Automotive AI poses EV range and sustainability challenge

SAN JOSE, Calif. — The promise of artificial intelligence for automobiles took center stage at the GTC technology conference here this week.

Nvidia showed how it is using large language models to help autonomous vehicles process rare events. Volvo is collecting real-world data from connected vehicles to train the algorithms governing its advanced driver-assist functions. Elsewhere, GM Motorsports shared how it is using physics-based AI predictions to make R&D decisions about aerodynamics.

But all this powerful software requires increasing the building blocks of computation, including processing power, memory and storage. These resources are referred to as compute. They also require a lot of electricity.

The automotive industry has yet to thoroughly address how the increasing compute requirements tied to artificial intelligence in the vehicle might affect company sustainability goals. There’s also the issue of how diverting all this power conflicts with the challenge of extending the range of the EV battery, which powers AI-enabled functions onboard.

“It is significant enough to where you want to design something that is as efficient as possible so that” compute “isn’t what’s decreasing your range,” said Harrison Xue, a managing director and partner at Boston Consulting Group.


As automakers seek to employ AI across their processes, three areas are seeing additional compute requirements, Xue said.

First, automakers are using more compute to make the software and hardware governing the vehicles. The companies employing artificial intelligence to design vehicles, for example, are training algorithms to recognize the physical laws that govern drag and aerodynamics. That takes computing power.

Training the algorithms that underpin automated driving is even more compute-intensive. AI powering robotaxis, for example, must learn to respond to all manner of possible scenarios and variants using simulations and a digital twin of the vehicle. Generating those scenarios, rendering them in simulation and training the algorithm all require compute.

Then, companies are using compute in the cloud for operations such as updating vehicles over the air. There is also computing that happens in the cloud to manage commercial fleets.

Finally, vehicles themselves require compute. That cannot be offloaded to the cloud because safety-critical compute needs to be instant.
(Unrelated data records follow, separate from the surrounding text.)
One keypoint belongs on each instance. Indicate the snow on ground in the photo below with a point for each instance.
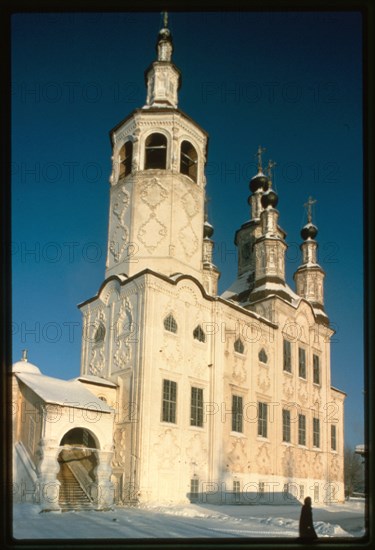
(187, 521)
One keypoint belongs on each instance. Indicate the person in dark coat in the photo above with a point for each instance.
(306, 526)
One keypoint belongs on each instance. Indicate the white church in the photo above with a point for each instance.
(185, 395)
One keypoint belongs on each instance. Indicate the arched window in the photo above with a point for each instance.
(156, 152)
(99, 334)
(189, 160)
(126, 159)
(238, 346)
(170, 324)
(199, 334)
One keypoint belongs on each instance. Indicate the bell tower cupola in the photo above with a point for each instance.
(309, 277)
(163, 79)
(157, 184)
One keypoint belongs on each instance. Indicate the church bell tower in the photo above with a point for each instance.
(157, 193)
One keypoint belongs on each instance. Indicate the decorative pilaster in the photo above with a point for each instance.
(48, 486)
(105, 489)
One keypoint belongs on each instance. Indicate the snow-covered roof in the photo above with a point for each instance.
(240, 285)
(69, 393)
(95, 380)
(25, 366)
(273, 287)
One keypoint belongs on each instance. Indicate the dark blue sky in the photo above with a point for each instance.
(288, 81)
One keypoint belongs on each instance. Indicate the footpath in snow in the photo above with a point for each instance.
(187, 521)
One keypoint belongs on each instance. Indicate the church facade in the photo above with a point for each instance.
(199, 396)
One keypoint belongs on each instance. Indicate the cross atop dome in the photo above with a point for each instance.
(271, 165)
(258, 154)
(308, 205)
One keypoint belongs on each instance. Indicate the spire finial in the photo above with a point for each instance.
(308, 205)
(258, 154)
(165, 19)
(206, 201)
(271, 165)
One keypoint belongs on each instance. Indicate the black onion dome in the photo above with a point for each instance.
(309, 231)
(269, 198)
(208, 230)
(257, 182)
(165, 34)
Advanced driver-assist functions, which include perceiving surroundings, processing that perception, and planning and executing controls, are completed using compute onboard. Other vehicle functions, such as infotainment, require compute to a lesser extent.


Many factors impact the compute requirements for different automotive tasks, including the speed of processing, resolution and accuracy.

Starting in 1965, a rule of thumb for the IT industry was that computer hardware doubled every two years to match the increase in compute requirements. OpenAI said in 2018 that “the amount of compute used in the largest AI training runs has been increasing exponentially with a 3.4-month doubling time.” That was before OpenAI released ChatGPT, the chatbot that exposed the public to the possibilities of generative AI, in 2022.

It’s difficult to quantify the increase in compute requirements for the automotive industry. First, companies keep this information close to the vest because the unique cocktail of networking requirements, storage, speed and resolution could give one company an advantage over another.

The number of variables also ensures there’s not yet a standard measurement.

But the hardware underlying many autonomous vehicle simulators — platforms from Nvidia — have increased their compute capacity by 1,000 times over eight years.


Nvidia CEO Jensen Huang said the company is constrained by the physical limitations of the hardware, so the way Nvidia has increased compute capacity is by improving energy efficiency.

“Energy efficiency and cost efficiency is, in fact, at the core of everything we do,” he said.

Automakers have to consider that efficiency, and related factors such as thermal load, throughout the design and manufacturing process. AI is permeating even lighter compute workload tasks, such as voice assistants that are being trained with language to respond better to passenger and driver inquiries.

Alwin Bakkenes, head of software engineering at Volvo Cars, said the company is building power-saving modes into features, and saving compute capacity for new features as they arise.

“We are balancing” compute requirements and power draw, “and I think as you can see, from the EX90, it has a stated range well over 300 miles,” he said. “We seem to balance that quite well.”

But while companies such as Nvidia and individual automakers are trying to maintain efficiency, AI-enabled workloads are likely to increase.

Ben Ellencweig, a senior partner at the consulting firm McKinsey & Co., said it’s tough to predict if the energy efficiency of hardware such as chips and software including simulators will keep up with increasing AI workloads and data volumes.

The automotive industry “needs to think through” that “equation, as we’re talking about sustainability and moving to electrification,” he said. “The beauty is, it’s early days enough.”